Last week, I aired my skepticism on the power of (non-parametric) pattern-recognition techniques to predict many political events, and Phil Schrodt responded with a more optimistic take (see here and here). Since then, Phil and I have carried the conversation a bit further via email. As a coda to this discussion, I thought I would post the relevant pieces of that correspondence.
I wrote to Phil:
At the end of your post, you address my point about rare events by saying that sample size doesn’t matter so much for training PR tools, as long as their are recognizable clusters of features in the examples that are available.
Isn’t that a big “if,” though? For most big political events, my prior belief would be that there would be recognizable clusters of features for the event itself, but many possible clusters or sequences of events or other features preceding those. The analogy that comes to mind is the difference between a bobsled track and sledding hill. Where political phenomena work like a bobsled track, following regular patterns to the common destination, then we should be able to learn their patterns from a small number of examples and extrapolate successfully to future instances. My guess, though, is that they’re often more like a sledding hill, where the approaches to the bottom are more varied and conditional (on things like the starting point), even though the destination is ultimately the same. In situations where that’s right, then we would need a much larger set of examples to identify any regularities and extrapolate successfully from them.
I realize this is, for the most part, an empirical question. Still, I would wager that my original point about the importance of sample size will apply to at least a fair number of the things we might want to forecast in political science.
I sort of agree with you here and sort of not.

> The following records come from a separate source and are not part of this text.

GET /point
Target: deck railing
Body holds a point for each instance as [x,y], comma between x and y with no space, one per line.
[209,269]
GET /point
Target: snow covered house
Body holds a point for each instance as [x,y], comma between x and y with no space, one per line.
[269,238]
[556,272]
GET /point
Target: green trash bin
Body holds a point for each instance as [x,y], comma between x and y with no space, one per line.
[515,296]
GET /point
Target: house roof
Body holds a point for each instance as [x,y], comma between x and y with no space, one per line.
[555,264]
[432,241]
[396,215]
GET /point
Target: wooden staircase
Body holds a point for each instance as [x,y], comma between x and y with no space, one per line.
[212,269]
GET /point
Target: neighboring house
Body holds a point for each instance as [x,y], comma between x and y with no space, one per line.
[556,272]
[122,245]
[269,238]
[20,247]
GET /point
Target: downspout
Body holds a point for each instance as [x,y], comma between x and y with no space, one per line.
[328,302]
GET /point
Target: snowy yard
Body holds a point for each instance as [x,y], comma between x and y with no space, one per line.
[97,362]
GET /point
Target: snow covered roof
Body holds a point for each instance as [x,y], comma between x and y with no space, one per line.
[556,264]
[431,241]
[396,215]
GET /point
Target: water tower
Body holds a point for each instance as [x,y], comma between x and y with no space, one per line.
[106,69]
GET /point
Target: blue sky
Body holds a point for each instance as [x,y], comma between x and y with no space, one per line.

On the “bobsled track vs. sledding hill” analogy — which is nice — that is the point (and I realized at the time I needed to elaborate on it) I meant when I used the phrase “clusters and the variance around them.” The question is not just what something looks like and how many points are close to it, but *how* close they are (plus, of course, the issue of the false positives: how many other points are in the vicinity that shouldn’t be?). So normal elections in established democracies probably all look pretty much the same (in some coding scheme); the collapse of coalition governments in established parliamentary democracies probably has more variance that that, but is still reasonably regular (opposition parties signal their intentions before they actually break, etc). Something like genocide is, as you note, probably on the far end of unpredictable, which is to say that there is a great deal of variance and a large number of false positives. So in those instances, one needs to invest a whole lot of effort to try to find those few things that are in common.
Where I’d still make the case for the clustering/PR approach is that I think it usually can work on *less* data than a corresponding frequentist method, particularly one that is depending on large-sample properties (e.g. approximations to the Normal distribution via the Central Limit Theorem). And, I suppose, that the PR methods are probably more robust against violations of assumptions (or, more generally, they tend to be non-parametric) than are the statistical methods. But they will do better with more information than with less.
And that’s where we’ll leave it for now.